Sicherer Schritt ins Alter: Sturzprävention für ein aktives Leben in Bremen-Neustadt
In der Neustadt, wo das Leben pulsiert und der Duft von frisch gebrühtem Kaffee durch die Straßen zieht, ist das Thema Sturzprävention für Senioren aktueller denn je. Viele ältere Menschen empfinden Unsicherheit im Alltag – das macht Stürze zu einem ernsten Problem. Rund 50 % der älteren Menschen klagen über Schlafstörungen, was nicht nur die Lebensqualität mindert, sondern auch das Sturzrisiko erhöht. Wenn man dann noch bedenkt, dass die Hitzewelle der letzten Jahre die Kreislaufprobleme anheizt, wird klar, wie wichtig es ist, aktiv zu bleiben. Bewegung ist das A und O! Sie verbessert nicht nur die Schlafqualität, sondern steigert auch die Trittsicherheit.
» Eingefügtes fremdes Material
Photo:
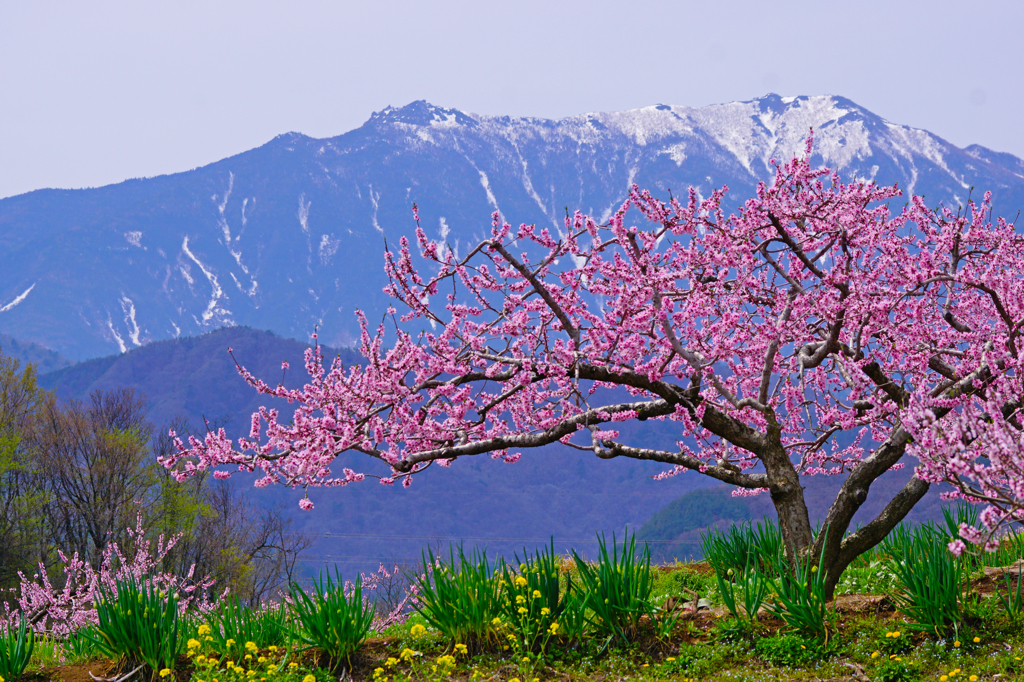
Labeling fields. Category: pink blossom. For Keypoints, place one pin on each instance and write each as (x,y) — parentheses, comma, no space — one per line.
(816,315)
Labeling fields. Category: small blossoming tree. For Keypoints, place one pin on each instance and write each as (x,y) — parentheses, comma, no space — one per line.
(61,610)
(794,337)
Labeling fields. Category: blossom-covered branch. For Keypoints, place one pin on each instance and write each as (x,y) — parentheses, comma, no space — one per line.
(792,335)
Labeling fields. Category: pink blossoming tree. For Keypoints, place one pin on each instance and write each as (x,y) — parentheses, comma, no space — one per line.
(792,338)
(61,610)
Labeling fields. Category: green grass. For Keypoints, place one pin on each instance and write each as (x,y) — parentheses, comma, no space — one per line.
(986,641)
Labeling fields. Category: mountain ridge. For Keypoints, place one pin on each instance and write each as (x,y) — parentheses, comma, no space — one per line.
(290,236)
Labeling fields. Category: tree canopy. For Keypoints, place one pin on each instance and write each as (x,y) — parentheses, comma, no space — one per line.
(814,331)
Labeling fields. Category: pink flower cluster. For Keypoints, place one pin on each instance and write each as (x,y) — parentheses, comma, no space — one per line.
(812,310)
(60,611)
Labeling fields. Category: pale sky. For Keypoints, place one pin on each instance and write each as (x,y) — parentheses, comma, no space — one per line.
(96,92)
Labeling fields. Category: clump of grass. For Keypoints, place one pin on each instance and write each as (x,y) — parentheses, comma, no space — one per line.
(331,619)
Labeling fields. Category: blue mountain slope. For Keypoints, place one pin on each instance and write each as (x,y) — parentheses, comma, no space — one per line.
(291,235)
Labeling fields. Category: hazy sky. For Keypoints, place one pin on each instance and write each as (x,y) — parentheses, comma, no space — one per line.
(95,92)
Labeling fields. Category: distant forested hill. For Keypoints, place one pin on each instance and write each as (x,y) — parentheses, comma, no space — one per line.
(504,507)
(674,533)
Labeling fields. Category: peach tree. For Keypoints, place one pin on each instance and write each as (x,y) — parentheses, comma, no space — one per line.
(813,331)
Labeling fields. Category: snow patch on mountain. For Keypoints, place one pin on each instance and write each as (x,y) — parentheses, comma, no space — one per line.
(212,308)
(17,299)
(128,307)
(328,247)
(114,333)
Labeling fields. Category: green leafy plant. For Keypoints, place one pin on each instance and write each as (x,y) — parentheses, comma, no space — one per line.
(787,649)
(15,648)
(137,625)
(617,589)
(236,623)
(752,586)
(332,619)
(734,630)
(80,645)
(801,598)
(1013,599)
(534,602)
(932,580)
(895,669)
(268,666)
(744,546)
(460,599)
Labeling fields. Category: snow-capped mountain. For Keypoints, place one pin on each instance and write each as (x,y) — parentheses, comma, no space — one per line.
(291,235)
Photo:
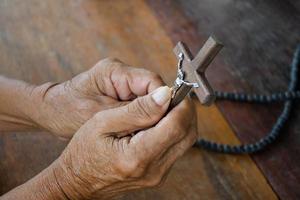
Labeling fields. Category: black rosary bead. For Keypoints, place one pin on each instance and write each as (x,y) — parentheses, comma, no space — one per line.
(287,97)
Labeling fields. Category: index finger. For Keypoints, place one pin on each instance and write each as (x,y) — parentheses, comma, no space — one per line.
(130,81)
(169,131)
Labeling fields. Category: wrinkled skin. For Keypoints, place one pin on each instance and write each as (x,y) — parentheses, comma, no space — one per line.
(110,83)
(123,149)
(122,137)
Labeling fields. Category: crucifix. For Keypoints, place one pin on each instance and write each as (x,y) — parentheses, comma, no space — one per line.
(191,72)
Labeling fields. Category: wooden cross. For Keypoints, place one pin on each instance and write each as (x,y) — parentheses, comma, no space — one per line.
(194,71)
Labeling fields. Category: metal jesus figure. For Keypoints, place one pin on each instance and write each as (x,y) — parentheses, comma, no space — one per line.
(191,72)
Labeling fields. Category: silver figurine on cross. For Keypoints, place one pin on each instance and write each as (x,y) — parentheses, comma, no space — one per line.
(191,72)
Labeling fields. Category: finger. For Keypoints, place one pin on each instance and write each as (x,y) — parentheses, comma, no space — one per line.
(130,82)
(171,129)
(139,114)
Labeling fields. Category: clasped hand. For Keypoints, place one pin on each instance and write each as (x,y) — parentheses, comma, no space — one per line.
(123,140)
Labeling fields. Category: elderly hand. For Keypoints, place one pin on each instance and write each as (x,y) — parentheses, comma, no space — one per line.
(63,108)
(126,148)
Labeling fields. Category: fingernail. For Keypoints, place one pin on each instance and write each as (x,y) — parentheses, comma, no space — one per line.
(162,95)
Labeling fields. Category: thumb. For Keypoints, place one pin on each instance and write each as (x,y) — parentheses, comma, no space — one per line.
(141,113)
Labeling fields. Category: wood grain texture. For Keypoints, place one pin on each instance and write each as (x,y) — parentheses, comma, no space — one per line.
(259,39)
(54,40)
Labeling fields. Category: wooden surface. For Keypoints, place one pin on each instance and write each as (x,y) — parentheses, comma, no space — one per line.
(259,38)
(52,40)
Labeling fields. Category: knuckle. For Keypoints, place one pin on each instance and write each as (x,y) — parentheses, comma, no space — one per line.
(140,109)
(130,168)
(108,63)
(155,76)
(155,181)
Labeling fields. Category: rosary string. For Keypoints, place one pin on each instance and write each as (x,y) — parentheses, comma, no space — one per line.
(287,97)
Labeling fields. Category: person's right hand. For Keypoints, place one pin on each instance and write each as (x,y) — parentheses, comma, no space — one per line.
(126,148)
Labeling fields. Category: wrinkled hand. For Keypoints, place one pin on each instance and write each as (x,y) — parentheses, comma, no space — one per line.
(126,148)
(64,107)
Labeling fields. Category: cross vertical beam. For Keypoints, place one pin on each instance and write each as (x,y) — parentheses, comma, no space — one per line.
(194,71)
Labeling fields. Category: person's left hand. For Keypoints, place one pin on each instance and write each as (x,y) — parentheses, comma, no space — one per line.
(63,108)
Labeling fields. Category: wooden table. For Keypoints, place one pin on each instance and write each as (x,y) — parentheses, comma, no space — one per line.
(53,40)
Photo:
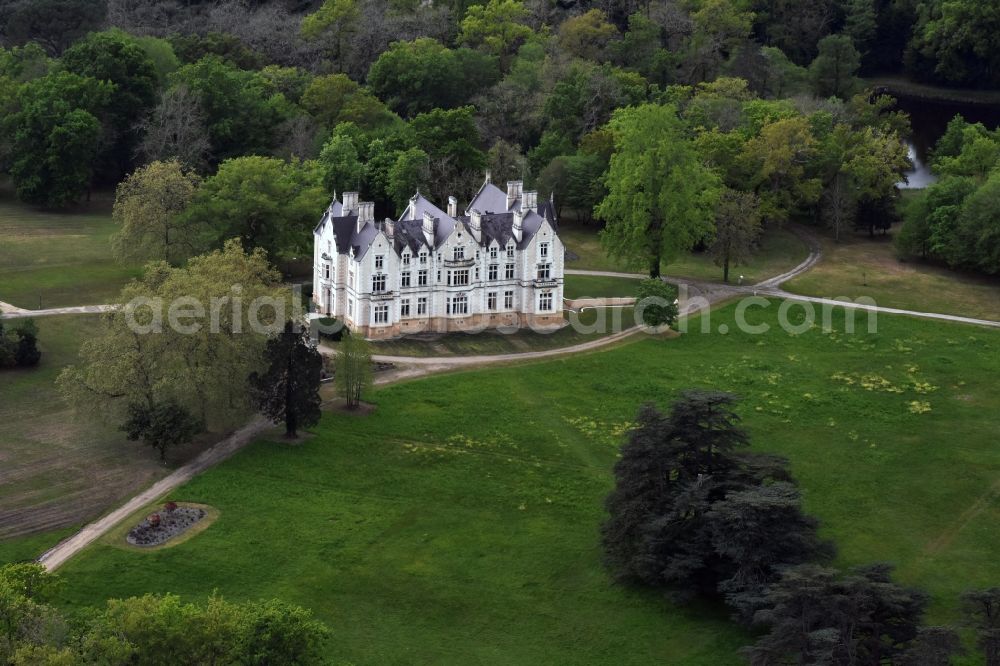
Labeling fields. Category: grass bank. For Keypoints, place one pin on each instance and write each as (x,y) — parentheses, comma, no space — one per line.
(457,523)
(868,267)
(54,259)
(59,468)
(780,250)
(587,326)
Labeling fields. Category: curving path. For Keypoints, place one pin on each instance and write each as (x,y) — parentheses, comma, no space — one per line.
(701,295)
(8,311)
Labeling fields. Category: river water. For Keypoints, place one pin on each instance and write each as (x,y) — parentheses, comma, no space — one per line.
(929,120)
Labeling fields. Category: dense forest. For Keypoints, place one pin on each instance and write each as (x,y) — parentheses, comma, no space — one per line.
(256,112)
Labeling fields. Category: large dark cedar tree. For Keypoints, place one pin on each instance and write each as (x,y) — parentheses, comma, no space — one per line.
(817,616)
(694,514)
(288,390)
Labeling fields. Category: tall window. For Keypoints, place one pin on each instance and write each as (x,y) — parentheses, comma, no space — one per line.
(458,304)
(545,301)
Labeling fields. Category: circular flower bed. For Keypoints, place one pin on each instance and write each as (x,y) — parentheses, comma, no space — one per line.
(164,525)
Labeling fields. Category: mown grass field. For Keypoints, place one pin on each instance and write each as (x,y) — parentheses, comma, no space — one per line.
(599,286)
(59,468)
(54,259)
(780,250)
(458,522)
(587,325)
(861,266)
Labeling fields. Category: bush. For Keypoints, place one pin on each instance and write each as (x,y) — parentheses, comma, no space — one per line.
(660,306)
(330,328)
(19,348)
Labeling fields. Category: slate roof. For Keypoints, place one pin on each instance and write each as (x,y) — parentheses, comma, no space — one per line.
(496,223)
(489,199)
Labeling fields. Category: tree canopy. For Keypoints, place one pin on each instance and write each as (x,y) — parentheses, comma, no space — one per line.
(661,198)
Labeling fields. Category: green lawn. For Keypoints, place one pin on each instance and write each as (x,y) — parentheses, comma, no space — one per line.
(54,259)
(780,250)
(590,324)
(862,266)
(598,286)
(57,468)
(458,522)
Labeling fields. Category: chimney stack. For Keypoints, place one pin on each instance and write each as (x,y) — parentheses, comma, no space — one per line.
(428,228)
(513,192)
(476,224)
(529,201)
(366,214)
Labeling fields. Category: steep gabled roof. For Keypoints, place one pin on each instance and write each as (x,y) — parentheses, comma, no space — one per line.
(489,199)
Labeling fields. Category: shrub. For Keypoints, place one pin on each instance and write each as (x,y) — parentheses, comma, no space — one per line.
(660,306)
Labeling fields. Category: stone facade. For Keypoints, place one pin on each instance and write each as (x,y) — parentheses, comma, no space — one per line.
(498,265)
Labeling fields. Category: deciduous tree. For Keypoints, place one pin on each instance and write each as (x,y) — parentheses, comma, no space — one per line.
(162,425)
(266,202)
(116,57)
(176,129)
(498,27)
(183,335)
(737,227)
(149,207)
(353,376)
(834,71)
(56,134)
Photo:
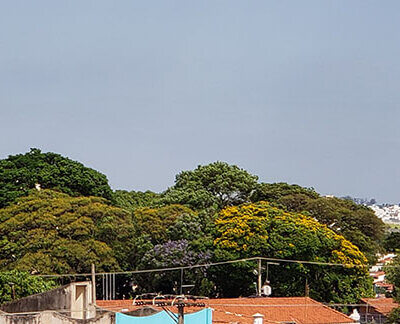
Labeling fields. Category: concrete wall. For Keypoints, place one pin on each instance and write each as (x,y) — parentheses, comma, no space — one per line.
(74,299)
(50,317)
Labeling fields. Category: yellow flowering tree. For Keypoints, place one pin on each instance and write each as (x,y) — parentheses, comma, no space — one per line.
(260,229)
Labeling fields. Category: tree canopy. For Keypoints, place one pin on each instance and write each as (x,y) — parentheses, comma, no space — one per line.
(20,173)
(263,230)
(217,184)
(357,223)
(51,232)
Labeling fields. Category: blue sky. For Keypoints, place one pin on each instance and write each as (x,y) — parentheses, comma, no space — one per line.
(304,92)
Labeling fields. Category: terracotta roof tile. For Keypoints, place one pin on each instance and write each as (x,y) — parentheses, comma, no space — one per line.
(381,305)
(300,310)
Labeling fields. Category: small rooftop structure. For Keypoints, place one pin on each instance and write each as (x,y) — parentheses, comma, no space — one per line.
(376,309)
(298,310)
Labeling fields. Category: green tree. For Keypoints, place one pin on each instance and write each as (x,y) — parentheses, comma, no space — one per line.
(392,241)
(357,223)
(51,232)
(392,272)
(131,200)
(260,229)
(20,284)
(20,173)
(155,222)
(214,185)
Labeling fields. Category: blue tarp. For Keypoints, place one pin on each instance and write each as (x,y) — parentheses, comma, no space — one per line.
(202,317)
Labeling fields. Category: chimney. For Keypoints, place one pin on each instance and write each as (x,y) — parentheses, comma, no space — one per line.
(258,318)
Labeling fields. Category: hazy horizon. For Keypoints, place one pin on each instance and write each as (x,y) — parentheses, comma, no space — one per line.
(303,93)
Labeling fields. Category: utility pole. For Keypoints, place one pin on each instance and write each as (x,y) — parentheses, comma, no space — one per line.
(93,284)
(180,290)
(259,278)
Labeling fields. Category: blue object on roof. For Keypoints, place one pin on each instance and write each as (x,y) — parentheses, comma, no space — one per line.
(201,317)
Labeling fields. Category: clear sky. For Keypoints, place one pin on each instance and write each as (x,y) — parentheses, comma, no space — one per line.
(304,92)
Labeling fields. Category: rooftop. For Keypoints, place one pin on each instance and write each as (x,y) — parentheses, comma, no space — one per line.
(381,305)
(299,310)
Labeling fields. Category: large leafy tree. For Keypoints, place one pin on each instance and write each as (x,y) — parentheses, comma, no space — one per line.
(17,284)
(51,232)
(20,173)
(155,222)
(260,229)
(175,254)
(132,200)
(355,222)
(214,185)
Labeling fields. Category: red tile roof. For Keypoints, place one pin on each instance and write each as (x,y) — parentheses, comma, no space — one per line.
(381,305)
(299,310)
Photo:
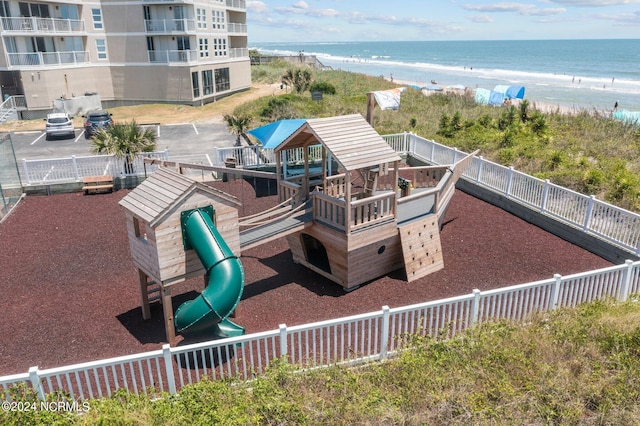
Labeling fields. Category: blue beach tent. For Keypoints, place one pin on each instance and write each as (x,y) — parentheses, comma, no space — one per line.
(510,92)
(629,117)
(496,98)
(482,96)
(273,134)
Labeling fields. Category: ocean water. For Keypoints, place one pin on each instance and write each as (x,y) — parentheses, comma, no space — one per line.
(591,74)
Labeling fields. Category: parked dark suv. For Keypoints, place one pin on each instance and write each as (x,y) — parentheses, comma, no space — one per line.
(96,120)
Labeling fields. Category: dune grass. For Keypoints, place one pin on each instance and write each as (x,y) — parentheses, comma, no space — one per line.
(567,367)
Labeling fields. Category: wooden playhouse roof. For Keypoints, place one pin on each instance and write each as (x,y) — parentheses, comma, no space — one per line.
(349,138)
(164,189)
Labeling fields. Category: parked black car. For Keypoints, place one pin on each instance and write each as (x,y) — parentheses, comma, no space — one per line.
(96,120)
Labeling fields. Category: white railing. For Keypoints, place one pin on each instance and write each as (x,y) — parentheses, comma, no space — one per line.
(169,25)
(42,25)
(36,59)
(237,4)
(166,56)
(236,28)
(613,224)
(354,339)
(73,169)
(238,52)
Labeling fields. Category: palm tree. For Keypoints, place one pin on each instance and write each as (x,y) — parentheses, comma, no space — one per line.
(124,140)
(238,125)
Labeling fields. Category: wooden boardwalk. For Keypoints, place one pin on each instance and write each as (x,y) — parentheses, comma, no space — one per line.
(275,229)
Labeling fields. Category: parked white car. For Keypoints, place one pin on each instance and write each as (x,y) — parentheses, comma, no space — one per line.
(59,124)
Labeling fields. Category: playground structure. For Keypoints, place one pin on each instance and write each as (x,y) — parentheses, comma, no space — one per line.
(362,225)
(179,229)
(348,209)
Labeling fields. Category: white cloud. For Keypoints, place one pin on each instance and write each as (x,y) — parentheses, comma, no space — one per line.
(481,19)
(499,7)
(301,5)
(257,7)
(595,3)
(520,8)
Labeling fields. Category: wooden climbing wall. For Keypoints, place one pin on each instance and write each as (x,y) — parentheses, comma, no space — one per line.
(421,247)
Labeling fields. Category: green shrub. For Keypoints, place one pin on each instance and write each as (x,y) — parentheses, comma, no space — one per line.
(324,87)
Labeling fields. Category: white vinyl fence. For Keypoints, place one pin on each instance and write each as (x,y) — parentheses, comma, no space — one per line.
(73,169)
(355,339)
(586,213)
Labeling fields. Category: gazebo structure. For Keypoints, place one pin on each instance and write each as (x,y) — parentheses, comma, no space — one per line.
(363,225)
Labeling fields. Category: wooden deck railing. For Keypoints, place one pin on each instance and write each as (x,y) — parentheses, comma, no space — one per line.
(336,186)
(289,190)
(420,177)
(329,210)
(371,210)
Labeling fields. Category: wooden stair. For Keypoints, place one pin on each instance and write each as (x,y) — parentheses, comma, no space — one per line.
(421,247)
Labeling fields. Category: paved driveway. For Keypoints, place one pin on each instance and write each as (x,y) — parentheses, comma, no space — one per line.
(185,142)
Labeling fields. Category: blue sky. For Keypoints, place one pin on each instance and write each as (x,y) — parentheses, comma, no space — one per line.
(371,20)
In Rüdersdorf bei Berlin beispielsweise gibt es ein wöchentliches Programm zur Sturzprävention im Bürgerzentrum. Solche Initiativen sind Gold wert! In Stadtroda wird mit „Fit55+“ Rückenpilates und Training für Senioren angeboten, die nicht am Boden üben können. Und in Bremen-Neustadt lockt Yoga im Sitzen – eine tolle Möglichkeit, um sich sanft zu bewegen. Auch die Kombination von Judo-Elementen in Krefeld zeigt, wie vielseitig Sturzprävention gestaltet werden kann. So können die Teilnehmer nicht nur ihre Muskeln stärken, sondern auch ihre geistige Fitness fördern.
Die Rolle der Technologie
Doch nicht nur die traditionellen Angebote sind wichtig. Digitale Assistenzsysteme, wie das QUMEA-System, setzen auf 3D-Radar und KI, um anonymes Mobilitäts-Monitoring zu ermöglichen. Das klingt futuristisch, ist aber eine echte Unterstützung im Alltag. QUMEA erkennt frühzeitig, wenn jemand das Bett verlässt oder gar stürzt. Pflegepersonal kann so schneller eingreifen und die Sicherheit in stationären Einrichtungen erhöhen. Eine echte Erleichterung für Angehörige und Pflegekräfte!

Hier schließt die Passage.